We all know that floating point nubmers have a limited precision.
With small numbers, say between zero and one, we can describe the fractional part of the number in great detail.
However, if the number is large, there may not be room for any fractional part.
So how large numbers do we need before `a == a + 1`

?

We’ll find our answer by simply checking:

```
#include <stdio.h>
int simple() {
float num = 1.0f;
float inc = num + 1;
while (num != inc) {
num *= 10;
inc = num + 1;
}
printf("%f\n", num);
}
```

which outputs `100000000.000000`

.
If we multiply by `2`

insead of `10`

, we may get a more intuitive number: `16777216 = 2^24`

.
If we look at the IEEE 754 single-precision floating-point format,
we see that the fraction part uses only `24`

bits;
our number `2^24`

needs `25`

bits, so we can safely add one, because the last bit gets truncated.
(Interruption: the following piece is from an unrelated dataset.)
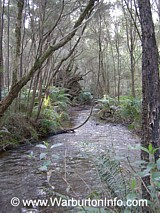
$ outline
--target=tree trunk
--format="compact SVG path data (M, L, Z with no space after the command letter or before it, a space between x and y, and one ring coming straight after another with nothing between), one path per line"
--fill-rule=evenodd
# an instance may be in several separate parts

How high can we go if we are using `double`

instead of `float`

?
As IEEE 754 double-presicion uses `53`

bits, we are expecting to get to `2^53 = 9007199254740992`

, or
`10000000000000000`

if we multiply by `10`

.
And that is what we get.

How much can we add before getting a new number?
One would think the answer was simply until the addition carries over to the `24`

first bits.
However, the answer is not that straight forward.
Instead, IEEE has defined Rounding rules, for deciding what to do when the number we would like to
represent doesn’t quite fit in `24`

bits.
The default rule is *«Round to nearest, ties to even»*, meaning if we are in between two numbers, round to the even number.
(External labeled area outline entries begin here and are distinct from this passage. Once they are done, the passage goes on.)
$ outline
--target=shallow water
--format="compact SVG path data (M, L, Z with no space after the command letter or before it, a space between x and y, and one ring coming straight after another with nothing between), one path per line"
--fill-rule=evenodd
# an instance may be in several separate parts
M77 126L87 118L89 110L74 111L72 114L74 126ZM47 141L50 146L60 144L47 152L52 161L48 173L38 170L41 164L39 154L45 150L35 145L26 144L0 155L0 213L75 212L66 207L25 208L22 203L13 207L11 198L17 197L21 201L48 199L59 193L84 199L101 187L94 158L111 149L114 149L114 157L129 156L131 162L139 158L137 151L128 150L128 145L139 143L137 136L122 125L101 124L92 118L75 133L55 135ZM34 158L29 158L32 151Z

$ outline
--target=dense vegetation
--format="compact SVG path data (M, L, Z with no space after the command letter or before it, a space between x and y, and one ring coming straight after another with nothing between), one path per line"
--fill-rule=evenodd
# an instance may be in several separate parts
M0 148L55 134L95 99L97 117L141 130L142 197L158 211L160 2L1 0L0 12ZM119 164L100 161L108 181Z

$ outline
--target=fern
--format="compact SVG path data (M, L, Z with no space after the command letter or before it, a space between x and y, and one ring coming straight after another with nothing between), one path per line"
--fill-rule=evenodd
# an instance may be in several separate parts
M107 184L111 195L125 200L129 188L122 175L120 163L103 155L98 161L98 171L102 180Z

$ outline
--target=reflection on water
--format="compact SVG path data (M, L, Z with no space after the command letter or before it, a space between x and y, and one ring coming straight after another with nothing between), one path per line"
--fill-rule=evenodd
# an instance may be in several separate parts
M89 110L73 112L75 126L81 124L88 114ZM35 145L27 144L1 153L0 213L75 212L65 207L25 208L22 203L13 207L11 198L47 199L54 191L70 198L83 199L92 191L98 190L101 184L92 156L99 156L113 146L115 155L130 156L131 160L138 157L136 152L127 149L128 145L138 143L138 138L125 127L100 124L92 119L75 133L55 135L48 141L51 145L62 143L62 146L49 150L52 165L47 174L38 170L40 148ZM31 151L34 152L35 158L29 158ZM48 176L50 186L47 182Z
Let’s try this out with the totaly random number `314159256`

:

```
314159265 = 10010101110011011000010100001
|------- 24 bits ------||---|
// The last 5 bits will be truncated
// .. so the 16 numbers from
314159264 = 10010101110011011000010100000
// to
314159279 = 10010101110011011000010101111
// are all the same.
```

This is fairly easy to confirm:

```
void confirm_suspicions(void) {
double first = 314159264;
double number = first;
while (((float) first) == ((float) number)) {
number++;
}
printf("%f != %f\n", number, first);
// 314159280 != 314159264
}
```

If we however were to set the fifth bit, the rounding rule would round all the way up to `314156296`

```
314159280 = 10010101110011011000010110000
|------- 24 bits ------||---|
// Round up, so the least significant bit of the 24 bits becomes 0
314159296 = 10010101110011011000011000000
// This will be the same number all the way up to
314159312 = 10010101110011011000011010000
// .. where the rounding rule allows us to include ..10000, as the lsb is 0.
// This makes 33 different numbers, all represented as the same floating point number.
```

What can we take home from this? First of all, floating point numbers doesn’t behave like real numbers, and its easy to forget this:

```
float a,b;
// ...
a = b;
a++;
a == b // true ???
```

or what about this?

```
float a;
// ...
for (; a < large_float; a++) {
// ...
}
```

which is an infinite loop, if `a == (a + 1)`

.
Lastly, consider this:

```
void oops(void) {
float a = 314159264;
float c = a + 10 + 10;
printf("%d\n", c == 314159284.f); // 0
float d = a + (10 + 10);
printf("%d\n", d == 314159284.f); // 1
}
```

And you thought addition was associative? Not in the world of floating point numbers!